И вроде с этими словами портфельная поворозка самостоятельно развязывается и портфельная крышка отлетает к чертовой матери, а из самого портфельного живота выпадает мотлох, спутанный между собой, как кишки на живодерне.
И вроде я всем своим умом осознаю ценность объявленного мотлоха и торжественно принимаю его на себя. Именно – накручиваю сверху, чтоб и щелочки с видом моей бывшей на мне одежки не осталось. Накручиваю и накручиваю… А конца нету и нету…
И вроде Розка произносит дальше следующее:
– Так, комсомолец! Так! Нам страх не присущ! И Шмулик, безвременно погибший, нас учит, и товарищ Крупская с товарищ Лениным! Ничего не бойся, комсомолец!
И вроде Розка сигает с всех сил и уже находится вместе с потрошеным портфелем возле меня, вплоть до самого моего нарождавшегося мужского нутра. И давит на это самое мое нутро, и давит…
Чтоб не уходить в ситуацию, получившуюся вследствие сна, скажу только, что проснулся я уже, когда солнце гуляло вовсю. Не разлеживался, как, между прочим, мог, а сразу – вперед-вперед!
Да! Передо мной раскрывалась трудовая деятельность, к которой я стремился с самых малых лет.
Конечно, в мои годы многие молодые товарищи уже имели позади мозолистую историю. У меня таковой не было. А только и учиться кому-то ж надо было, овладевать знаниями! А овладел – и хватит! Иди работай, строй социализм!

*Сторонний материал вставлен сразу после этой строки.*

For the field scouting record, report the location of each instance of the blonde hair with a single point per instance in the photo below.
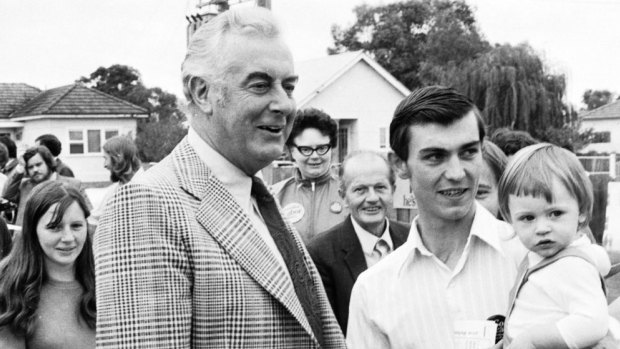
(532, 172)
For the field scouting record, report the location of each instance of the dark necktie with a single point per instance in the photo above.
(293, 257)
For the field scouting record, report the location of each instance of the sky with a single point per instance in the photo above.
(53, 43)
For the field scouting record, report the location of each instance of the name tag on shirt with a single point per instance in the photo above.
(474, 334)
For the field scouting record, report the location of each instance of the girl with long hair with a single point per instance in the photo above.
(47, 283)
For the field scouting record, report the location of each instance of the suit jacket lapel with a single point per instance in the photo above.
(229, 224)
(352, 249)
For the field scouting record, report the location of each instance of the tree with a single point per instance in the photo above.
(406, 36)
(157, 135)
(596, 98)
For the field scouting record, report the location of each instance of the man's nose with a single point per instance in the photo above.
(282, 102)
(455, 170)
(371, 195)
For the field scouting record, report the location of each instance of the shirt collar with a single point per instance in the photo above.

И так мне в голову ударил энтузиазм, что я и минуты не мог находиться в четырех стенах.
Глотнул, аж обжегся, кипятка и, не съевши и крошки хлеба, марш-марш на улицу!
Для начала ноги мои прямой дорогой двинули на базар. К людям, к народу, посмотреть, послушать, как говорится, суть минуты.

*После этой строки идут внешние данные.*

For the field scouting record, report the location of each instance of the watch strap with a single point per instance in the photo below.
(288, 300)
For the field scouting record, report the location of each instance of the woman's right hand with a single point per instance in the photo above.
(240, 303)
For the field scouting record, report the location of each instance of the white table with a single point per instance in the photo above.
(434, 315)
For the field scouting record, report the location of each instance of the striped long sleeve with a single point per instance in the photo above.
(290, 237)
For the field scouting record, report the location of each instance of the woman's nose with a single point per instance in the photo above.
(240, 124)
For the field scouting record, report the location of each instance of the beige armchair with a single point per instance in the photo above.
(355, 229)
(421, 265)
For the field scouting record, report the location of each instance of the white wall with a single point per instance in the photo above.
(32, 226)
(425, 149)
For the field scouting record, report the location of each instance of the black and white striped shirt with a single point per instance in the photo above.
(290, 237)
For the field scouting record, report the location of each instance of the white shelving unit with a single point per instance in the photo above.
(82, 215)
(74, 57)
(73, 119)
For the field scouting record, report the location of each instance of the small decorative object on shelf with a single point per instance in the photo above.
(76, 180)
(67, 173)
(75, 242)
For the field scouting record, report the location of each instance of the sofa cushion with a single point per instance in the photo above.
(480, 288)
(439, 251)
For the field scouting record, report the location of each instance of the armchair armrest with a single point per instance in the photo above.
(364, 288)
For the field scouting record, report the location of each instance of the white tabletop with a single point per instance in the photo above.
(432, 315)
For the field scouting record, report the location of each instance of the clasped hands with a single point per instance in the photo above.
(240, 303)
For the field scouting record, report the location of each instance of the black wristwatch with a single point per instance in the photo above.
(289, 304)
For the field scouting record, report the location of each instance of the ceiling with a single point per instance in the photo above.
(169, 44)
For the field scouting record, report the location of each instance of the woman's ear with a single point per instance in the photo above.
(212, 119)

Хоть Розкины грошики по малости мой карман жгли не сильно, а тоже требовали участия.
Иду, слушаю, смотрю, между прочим, приценяюсь. Купил трошки хлебца, шматочек сала, картошки и пару леденцов для настроения на новый лад.
Вроде все ничего…
Дошел до товарных рядов. Чистое нэпманство! И пальто тебе, и рубахи, и штаны, и исподнее, и бабское на всякую материю и фасон! И сапоги-ботинки!
Ой!
Я прямо споткнулся…
Передо мной в всей своей красоте стояли мои бывшие, ныне украденные ботинки с скаутской шнуровкой.
Вроде смотрят они на меня своими шнурочными дырочками-глазками, выговаривают своими крючочками-зубчиками:
– Мы! Мы это!
Меня обдало той ночью, когда я сторожил больного, пораженного ударом Переца…

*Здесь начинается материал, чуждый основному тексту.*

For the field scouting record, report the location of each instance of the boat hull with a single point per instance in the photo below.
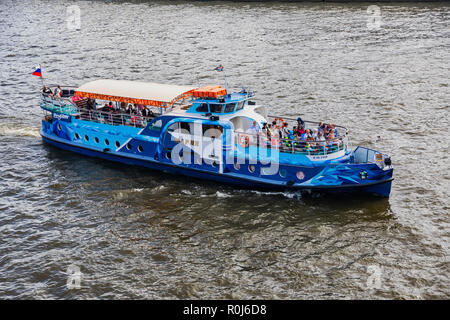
(379, 188)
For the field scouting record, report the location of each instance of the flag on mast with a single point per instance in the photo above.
(219, 68)
(38, 72)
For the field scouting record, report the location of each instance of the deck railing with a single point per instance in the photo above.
(284, 144)
(66, 106)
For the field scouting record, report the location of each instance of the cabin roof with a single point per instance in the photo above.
(146, 93)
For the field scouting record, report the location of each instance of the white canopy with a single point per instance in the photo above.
(147, 93)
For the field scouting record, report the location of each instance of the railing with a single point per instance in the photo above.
(66, 106)
(308, 124)
(312, 147)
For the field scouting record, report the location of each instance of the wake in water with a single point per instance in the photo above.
(18, 131)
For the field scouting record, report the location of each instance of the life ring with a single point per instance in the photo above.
(244, 140)
(274, 141)
(134, 119)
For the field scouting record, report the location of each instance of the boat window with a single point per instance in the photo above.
(202, 108)
(229, 107)
(185, 126)
(156, 125)
(215, 108)
(240, 105)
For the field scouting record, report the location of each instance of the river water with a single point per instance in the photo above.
(135, 233)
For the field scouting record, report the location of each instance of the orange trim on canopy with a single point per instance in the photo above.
(145, 102)
(209, 92)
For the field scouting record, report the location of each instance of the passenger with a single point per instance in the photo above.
(309, 135)
(46, 90)
(264, 128)
(335, 131)
(330, 134)
(269, 131)
(284, 133)
(321, 139)
(300, 123)
(322, 126)
(58, 92)
(129, 108)
(254, 129)
(300, 131)
(91, 104)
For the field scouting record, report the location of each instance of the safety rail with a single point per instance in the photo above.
(66, 106)
(313, 147)
(307, 122)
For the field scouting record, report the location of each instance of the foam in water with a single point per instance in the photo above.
(14, 130)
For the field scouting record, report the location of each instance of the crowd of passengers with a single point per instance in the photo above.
(112, 112)
(278, 132)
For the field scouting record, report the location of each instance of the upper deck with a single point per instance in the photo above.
(233, 107)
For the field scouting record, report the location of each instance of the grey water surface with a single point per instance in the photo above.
(136, 233)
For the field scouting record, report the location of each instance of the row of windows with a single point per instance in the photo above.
(128, 145)
(283, 173)
(219, 108)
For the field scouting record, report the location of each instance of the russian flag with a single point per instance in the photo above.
(219, 68)
(37, 72)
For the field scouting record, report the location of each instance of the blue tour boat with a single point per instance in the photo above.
(209, 133)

– Хлопэць, тоби тут шо, мэдом намазано? А гроши в тэбэ е на такэ? Шо мовчыш? Нэ по твоих карманах товар!
Только тут я насильно оторвал глаза от своих ботинок. А что скажешь? Ботинки ж сами по себе бездоказательные.
Тетка сельского вида, которая такое прокричала, начала проявляться полновластной хозяйкой над моими ботинками: со́вает с места на место, переставляет без малейшей необходимости. А на меня, между прочим, не смотрит.
Ну и я глаза скосил, бо́вкнул первое попавшее на язык и пошел себе дальше.
Задвинулся ряда за два после тетки и наблюдаю. Час наблюдаю. Может, и больше.